Para estimular a concorrência, a pasta solicitou à Agência Nacional de Vigilância Sanitária (Anvisa) a priorização do registro desses fármacos e destacou o acordo entre a Fundação Oswaldo Cruz (Fiocruz) e a farmacêutica EMS para transferência de tecnologia na plataforma de peptídeos, que pode impulsionar não apenas tratamentos contra obesidade e diabetes, mas também terapias oncológicas e vacinas.
"O ministério ressaltou ainda investimentos em políticas de prevenção, como o Guia Alimentar para a População Brasileira, o Programa Academia da Saúde e o Saúde na Escola, em um contexto em que a obesidade entre adultos mais que dobrou no país nos últimos 13 anos, passando de 11,8% para 24,3%", destacam.
Novo Nordisk
Em posicionamento enviado à reportagem, a Novo Nordisk afirmou que a ação não se tratava de extensão de prazo, mas de um pedido de “recomposição do tempo em que a patente da semaglutida ficou parada no INPI”. Eles também ressaltaram que “não está pleiteando além dos 20 anos previstos em lei, e sim o efetivo direito de usufruir desses 20 anos de exclusividade”.

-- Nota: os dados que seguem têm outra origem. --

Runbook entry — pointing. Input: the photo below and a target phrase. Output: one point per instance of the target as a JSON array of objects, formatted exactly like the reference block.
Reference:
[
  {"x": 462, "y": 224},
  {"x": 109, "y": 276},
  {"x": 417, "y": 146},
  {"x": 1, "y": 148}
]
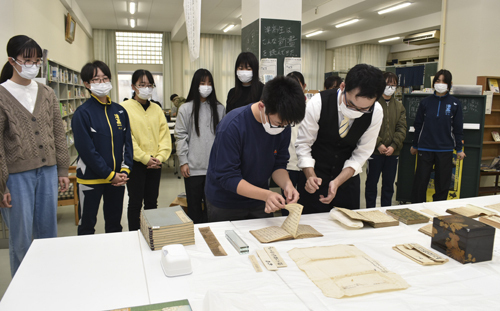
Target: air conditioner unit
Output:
[{"x": 422, "y": 38}]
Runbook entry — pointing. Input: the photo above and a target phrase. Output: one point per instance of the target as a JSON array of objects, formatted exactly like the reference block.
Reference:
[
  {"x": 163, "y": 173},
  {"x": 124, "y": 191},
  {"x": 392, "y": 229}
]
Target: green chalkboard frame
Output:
[{"x": 473, "y": 107}]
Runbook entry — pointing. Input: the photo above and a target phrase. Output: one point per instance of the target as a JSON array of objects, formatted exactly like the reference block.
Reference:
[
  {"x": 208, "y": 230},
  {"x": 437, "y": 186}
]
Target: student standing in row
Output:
[
  {"x": 335, "y": 139},
  {"x": 384, "y": 159},
  {"x": 248, "y": 88},
  {"x": 251, "y": 146},
  {"x": 33, "y": 150},
  {"x": 152, "y": 147},
  {"x": 105, "y": 153},
  {"x": 438, "y": 130},
  {"x": 195, "y": 127}
]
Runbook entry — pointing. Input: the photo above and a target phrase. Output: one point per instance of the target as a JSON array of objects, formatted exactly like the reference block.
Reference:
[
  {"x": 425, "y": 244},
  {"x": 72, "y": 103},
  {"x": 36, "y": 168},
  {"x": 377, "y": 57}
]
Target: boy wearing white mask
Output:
[
  {"x": 105, "y": 153},
  {"x": 195, "y": 127},
  {"x": 337, "y": 136},
  {"x": 384, "y": 159},
  {"x": 152, "y": 146},
  {"x": 438, "y": 131},
  {"x": 251, "y": 146}
]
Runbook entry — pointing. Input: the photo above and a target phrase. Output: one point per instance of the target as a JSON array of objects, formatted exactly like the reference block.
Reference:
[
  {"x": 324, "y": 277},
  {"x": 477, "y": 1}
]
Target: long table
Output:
[{"x": 107, "y": 271}]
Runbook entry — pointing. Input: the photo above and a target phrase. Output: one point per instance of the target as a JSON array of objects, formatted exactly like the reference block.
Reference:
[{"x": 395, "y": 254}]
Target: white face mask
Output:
[
  {"x": 145, "y": 92},
  {"x": 205, "y": 90},
  {"x": 100, "y": 89},
  {"x": 267, "y": 126},
  {"x": 441, "y": 87},
  {"x": 244, "y": 76},
  {"x": 389, "y": 90},
  {"x": 27, "y": 73}
]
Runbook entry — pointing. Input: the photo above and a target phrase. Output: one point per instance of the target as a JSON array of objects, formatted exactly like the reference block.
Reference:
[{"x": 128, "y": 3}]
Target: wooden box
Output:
[{"x": 463, "y": 239}]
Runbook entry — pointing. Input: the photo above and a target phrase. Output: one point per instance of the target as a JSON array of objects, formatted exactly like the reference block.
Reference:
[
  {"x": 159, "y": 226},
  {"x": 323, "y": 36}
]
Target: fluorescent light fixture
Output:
[
  {"x": 132, "y": 7},
  {"x": 394, "y": 8},
  {"x": 352, "y": 21},
  {"x": 314, "y": 33},
  {"x": 228, "y": 27},
  {"x": 389, "y": 39}
]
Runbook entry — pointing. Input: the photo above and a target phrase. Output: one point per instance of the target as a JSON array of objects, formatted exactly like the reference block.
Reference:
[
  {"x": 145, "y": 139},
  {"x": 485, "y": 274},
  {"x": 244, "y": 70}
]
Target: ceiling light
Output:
[
  {"x": 132, "y": 7},
  {"x": 314, "y": 33},
  {"x": 394, "y": 8},
  {"x": 228, "y": 27},
  {"x": 389, "y": 39},
  {"x": 352, "y": 21}
]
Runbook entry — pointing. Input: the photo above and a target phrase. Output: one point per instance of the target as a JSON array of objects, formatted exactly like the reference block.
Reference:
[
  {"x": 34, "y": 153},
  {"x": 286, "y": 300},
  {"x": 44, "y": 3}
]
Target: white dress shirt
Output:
[
  {"x": 26, "y": 95},
  {"x": 308, "y": 132}
]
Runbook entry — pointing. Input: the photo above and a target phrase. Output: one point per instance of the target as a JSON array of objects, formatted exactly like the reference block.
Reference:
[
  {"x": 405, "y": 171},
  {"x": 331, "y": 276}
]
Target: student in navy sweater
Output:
[
  {"x": 105, "y": 152},
  {"x": 251, "y": 145},
  {"x": 438, "y": 130}
]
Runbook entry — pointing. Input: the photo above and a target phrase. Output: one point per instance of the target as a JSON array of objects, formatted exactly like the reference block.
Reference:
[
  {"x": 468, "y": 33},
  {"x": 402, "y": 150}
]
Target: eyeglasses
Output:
[
  {"x": 350, "y": 105},
  {"x": 28, "y": 63},
  {"x": 100, "y": 80}
]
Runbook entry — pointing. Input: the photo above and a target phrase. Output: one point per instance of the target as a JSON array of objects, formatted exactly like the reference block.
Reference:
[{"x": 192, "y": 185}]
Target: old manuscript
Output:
[
  {"x": 345, "y": 271},
  {"x": 289, "y": 230}
]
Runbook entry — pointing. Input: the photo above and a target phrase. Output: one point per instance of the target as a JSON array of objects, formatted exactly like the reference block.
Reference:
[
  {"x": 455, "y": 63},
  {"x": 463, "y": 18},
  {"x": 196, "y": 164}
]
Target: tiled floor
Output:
[{"x": 170, "y": 187}]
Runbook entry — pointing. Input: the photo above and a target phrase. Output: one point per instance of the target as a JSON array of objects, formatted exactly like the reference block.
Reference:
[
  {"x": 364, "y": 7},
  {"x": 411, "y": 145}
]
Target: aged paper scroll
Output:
[{"x": 345, "y": 271}]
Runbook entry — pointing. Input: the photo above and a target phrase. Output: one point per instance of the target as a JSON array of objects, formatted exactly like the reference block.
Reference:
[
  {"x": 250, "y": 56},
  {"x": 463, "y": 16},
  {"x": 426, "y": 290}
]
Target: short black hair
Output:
[
  {"x": 447, "y": 77},
  {"x": 390, "y": 77},
  {"x": 89, "y": 70},
  {"x": 285, "y": 97},
  {"x": 367, "y": 78},
  {"x": 332, "y": 81}
]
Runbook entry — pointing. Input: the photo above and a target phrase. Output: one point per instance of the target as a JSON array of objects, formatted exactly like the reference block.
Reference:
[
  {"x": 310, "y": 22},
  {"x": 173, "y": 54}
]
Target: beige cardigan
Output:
[{"x": 31, "y": 140}]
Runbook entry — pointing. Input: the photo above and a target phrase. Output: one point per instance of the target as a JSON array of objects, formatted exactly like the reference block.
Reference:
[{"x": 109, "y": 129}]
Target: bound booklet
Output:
[
  {"x": 289, "y": 230},
  {"x": 407, "y": 216},
  {"x": 373, "y": 217}
]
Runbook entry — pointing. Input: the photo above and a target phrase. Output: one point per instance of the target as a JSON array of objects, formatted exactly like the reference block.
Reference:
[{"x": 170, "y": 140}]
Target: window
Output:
[{"x": 139, "y": 48}]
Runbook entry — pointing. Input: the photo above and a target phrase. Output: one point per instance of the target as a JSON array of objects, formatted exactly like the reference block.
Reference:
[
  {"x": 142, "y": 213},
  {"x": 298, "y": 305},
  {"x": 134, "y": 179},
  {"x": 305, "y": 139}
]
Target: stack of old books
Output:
[{"x": 166, "y": 225}]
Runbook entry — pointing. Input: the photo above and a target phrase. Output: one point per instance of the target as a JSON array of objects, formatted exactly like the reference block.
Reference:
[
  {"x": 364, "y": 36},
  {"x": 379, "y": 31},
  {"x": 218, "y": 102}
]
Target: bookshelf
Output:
[
  {"x": 70, "y": 92},
  {"x": 491, "y": 148}
]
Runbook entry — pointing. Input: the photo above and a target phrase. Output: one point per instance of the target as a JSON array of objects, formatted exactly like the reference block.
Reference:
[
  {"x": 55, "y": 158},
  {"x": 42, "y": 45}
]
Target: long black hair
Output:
[
  {"x": 246, "y": 59},
  {"x": 19, "y": 45},
  {"x": 194, "y": 95},
  {"x": 138, "y": 74}
]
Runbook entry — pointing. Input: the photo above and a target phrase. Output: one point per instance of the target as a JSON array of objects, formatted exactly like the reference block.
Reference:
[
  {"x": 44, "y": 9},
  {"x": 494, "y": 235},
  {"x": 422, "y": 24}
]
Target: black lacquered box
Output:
[{"x": 462, "y": 238}]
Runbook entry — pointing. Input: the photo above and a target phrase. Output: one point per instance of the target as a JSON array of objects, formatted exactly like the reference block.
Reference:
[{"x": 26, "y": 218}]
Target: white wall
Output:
[
  {"x": 44, "y": 22},
  {"x": 471, "y": 46}
]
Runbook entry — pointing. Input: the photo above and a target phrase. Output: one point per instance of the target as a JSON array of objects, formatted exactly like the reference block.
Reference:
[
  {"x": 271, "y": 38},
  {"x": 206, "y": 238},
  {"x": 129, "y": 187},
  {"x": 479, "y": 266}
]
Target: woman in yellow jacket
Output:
[{"x": 152, "y": 146}]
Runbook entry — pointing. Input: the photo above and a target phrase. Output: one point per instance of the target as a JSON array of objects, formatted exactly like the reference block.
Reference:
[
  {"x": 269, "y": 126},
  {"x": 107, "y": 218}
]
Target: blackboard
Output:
[
  {"x": 250, "y": 38},
  {"x": 473, "y": 107},
  {"x": 280, "y": 39}
]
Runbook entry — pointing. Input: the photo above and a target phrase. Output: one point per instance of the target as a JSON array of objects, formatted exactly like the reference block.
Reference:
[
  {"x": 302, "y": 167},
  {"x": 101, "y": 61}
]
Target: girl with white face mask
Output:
[
  {"x": 152, "y": 146},
  {"x": 195, "y": 127},
  {"x": 248, "y": 88},
  {"x": 35, "y": 153}
]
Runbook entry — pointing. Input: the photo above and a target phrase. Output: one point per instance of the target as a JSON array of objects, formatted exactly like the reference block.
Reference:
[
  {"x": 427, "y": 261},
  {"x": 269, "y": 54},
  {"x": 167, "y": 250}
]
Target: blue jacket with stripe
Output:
[
  {"x": 439, "y": 124},
  {"x": 103, "y": 141}
]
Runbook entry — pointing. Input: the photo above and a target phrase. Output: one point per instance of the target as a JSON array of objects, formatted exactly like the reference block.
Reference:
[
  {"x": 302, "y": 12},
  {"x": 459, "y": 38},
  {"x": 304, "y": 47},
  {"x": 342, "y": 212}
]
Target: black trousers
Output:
[
  {"x": 443, "y": 162},
  {"x": 89, "y": 197},
  {"x": 347, "y": 195},
  {"x": 387, "y": 166},
  {"x": 143, "y": 185},
  {"x": 195, "y": 195},
  {"x": 223, "y": 214}
]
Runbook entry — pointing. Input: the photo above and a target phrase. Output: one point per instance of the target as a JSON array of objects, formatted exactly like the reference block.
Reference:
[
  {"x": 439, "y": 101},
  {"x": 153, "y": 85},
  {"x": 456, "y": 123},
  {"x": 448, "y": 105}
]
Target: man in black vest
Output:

Segundo a farmacêutica, “a ineficiência administrativa do INPI não pode onerar os usuários do sistema de patentes”, uma vez que, no Brasil, o direito de exclusividade só nasce quando a patente é concedida. "A Novo Nordisk argumenta ainda que os 13 anos perdidos no processo de análise impactam negativamente o tempo de exclusividade, comprometem o retorno de investimentos em pesquisa e desenvolvimento e prejudicam investimentos em novas tecnologias no país”.
Ao detalhar a linha do tempo do Ozempic, a empresa conclui que “a demora do INPI não prejudica apenas as empresas, mas também a população, que deixa de receber tratamentos inovadores com a agilidade necessária”.
A semaglutida
A semaglutida ganhou projeção global e está revolucionando o tratamento de diabetes tipo 2 e obesidade. A Organização Mundial da Saúde incluiu recentemente o medicamento na lista de fármacos essenciais para pacientes com diabetes tipo 2 com comorbidades. No Brasil, a substância é autorizada pela Anvisa desde 2018, com a chegada do Ozempic.
O julgamento no STJ pode definir se a semaglutida terá concorrência já em 2026 ou se permanecerá sob exclusividade por mais tempo. Enquanto isso, o mercado, profissionais de saúde e milhões de pacientes acompanham com atenção.
Para Bernardo, o processo é legítimo e faz parte do sistema democrático: “Não há vilões ou mocinhos. O INPI segue a lei, e quem se sentir prejudicado tem o direito de recorrer. Cabe à Justiça resolver a controvérsia”.